Monday, October 20, 2014

Simply Roasted Pumpkin Seeds

Halloween is such a fun holiday. Carving your jack-o-lantern is definitely a must.
But wait!
Do NOT throw away those pumpkin seeds!
You can turn them into crunchy, salty, golden little gems. I like to roast mine very simply with a little EVOO and salt. But you can definitely spice them up or make them sweet. Either way, they are super addictive!

Oh and did I mention that pumpkin seeds, also known as pepitas, are nutritional powerhouses? They provide many nutrients ranging from magnesium and manganese to copper, protein and zinc. Definitely a snack you can feel good about!

Makes 1 to 2 cups
  • Pumpkin seeds from one medium pumpkin = graines de citrouille
  • Olive oil = huile d'olive
  • Sea salt = sel

Scoop the seeds out and rinse in a colander under running water. Let them dry for several hours or overnight. Transfer to a medium bowl and drizzle about 2 teaspoons of olive oil. Stir until all the seeds are well coated. Then sprinkle about 1 teaspoon of sea salt. Give it another stir.

Spread onto a baking sheet (fitted with a baking mat). Roast for about 20 minutes in a 350°F / 180°C oven, stirring halfway through. Make sure not to burn them!

Remove from oven and let them cool down. Transfer to an airtight container.
Snack on them, add them to a homemade trail mix, or sprinkle on top of an autumn salad. Enjoy!

Sunday, October 19, 2014

Oven-Baked Apple Butter

 Contrary to its name, apple butter doesn't have any butter in it! Apple spread would be a more appropriate name but apple butter it is! It is smooth and sweet and goes beautifully on top of Greek yogurt (my favorite way to eat it!) and oatmeal, or you can also spread it on buttered toasts or pancakes. Need more ideas, look here for more creative ways to use apple butter.

You can slow cook apple butter on the stove, but I like the hands-free oven method.
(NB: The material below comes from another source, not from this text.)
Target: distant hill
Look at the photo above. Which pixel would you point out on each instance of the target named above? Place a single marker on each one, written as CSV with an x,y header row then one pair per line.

Just stir once or twice every 30 minutes and let the magic happen: in about 3 to 4 hours, the sauce will reduce and reach a perfectly smooth and thick texture and a beautiful deep amber color. And your kitchen will smell amazing!

Feel free to can the apple butter (following proper safety procedures) as it makes a wonderful homemade holiday gift!
I just hosted my Cooking Club friends for a “Fall Feast” and I chose to pack my apple butter into mini plastic containers as a party favor for my guests. Cute, no?

Makes about 2 ½ cups
  • 4 pounds apples, peeled and chopped = 1.8 kg de pommes, épluchées et coupées en morceaux
  • 2 cups apple cider = 475 ml de jus de pomme
  • 1 cup light brown sugar = 200 g de cassonnade
  • ½ teaspoon kosher salt = ½ cuillère à café de sel
  • 1 tablespoon fresh lemon juice = 1 cuillère à soupe de jus de citron
  • 1 teaspoon ground cinnamon =1 cuillère à café de cannelle en poudre
  • 1 teaspoon vanilla extract = 1 cuillère à café d'extrait de vanilla
  • Pinch of ground cloves = une pincée de clou de girofle en poudre

Combine the apples, apple cider, brown sugar and salt in a large Dutch. Bring to a simmer over medium heat and cook for about 20 minutes, until the apples are soft. Remove from the heat and stir in the lemon juice, cinnamon, vanilla and cloves. Use an immersion blender (or puree in batches in a regular blender) until smooth.

Bake, uncovered, in a 250°F / 130°C oven, stirring every 30 minutes, for 3 to 4 hours, until it's thick and dark. Remove from the oven and let cool completely before transferring to an airtight container. Refrigerate and use within 2 weeks.

Monday, October 13, 2014

Maple Pumpkin Spiced Latte

This latte is autumn heaven in a cup! Sure, you can go to any coffee shop and get one but:
  1. You'd have to get out of the house
  2. You'd be spending your hard-earned cash – $5 for a latte? No thank you!
  3. Do you even know what's in that latte – real pumpkin? real spices? I don't think so.
I tried different proportions and sweeteners and to me, this one has the best balance of flavors. I especially love the touch of maple syrup but you could use ½ teaspoon of vanilla extract instead.

Makes 1 serving
  • 2/3 cup freshly brewed coffee = 160 ml de café
  • 1/3 cup milk (any kind you like) = 80 ml de lait
  • 2 tablespoons pumpkin purée = 2 cuillères à soupe de purée de citrouille
  • Pinch of cinnamon = une pincée de cannelle
  • Pinch of cloves = une pincée de girofle en poudre
  • Pinch of nutmeg = une pincée de noix de muscade
  • 1 teaspoon maple syrup = une cuillère à café de sirop d'érable
Mix all the ingredients, except maple syrup, in a small sauce pan and heat over medium on the stove for a few minutes. Stir maple syrup in and transfer to a mug. Enjoy!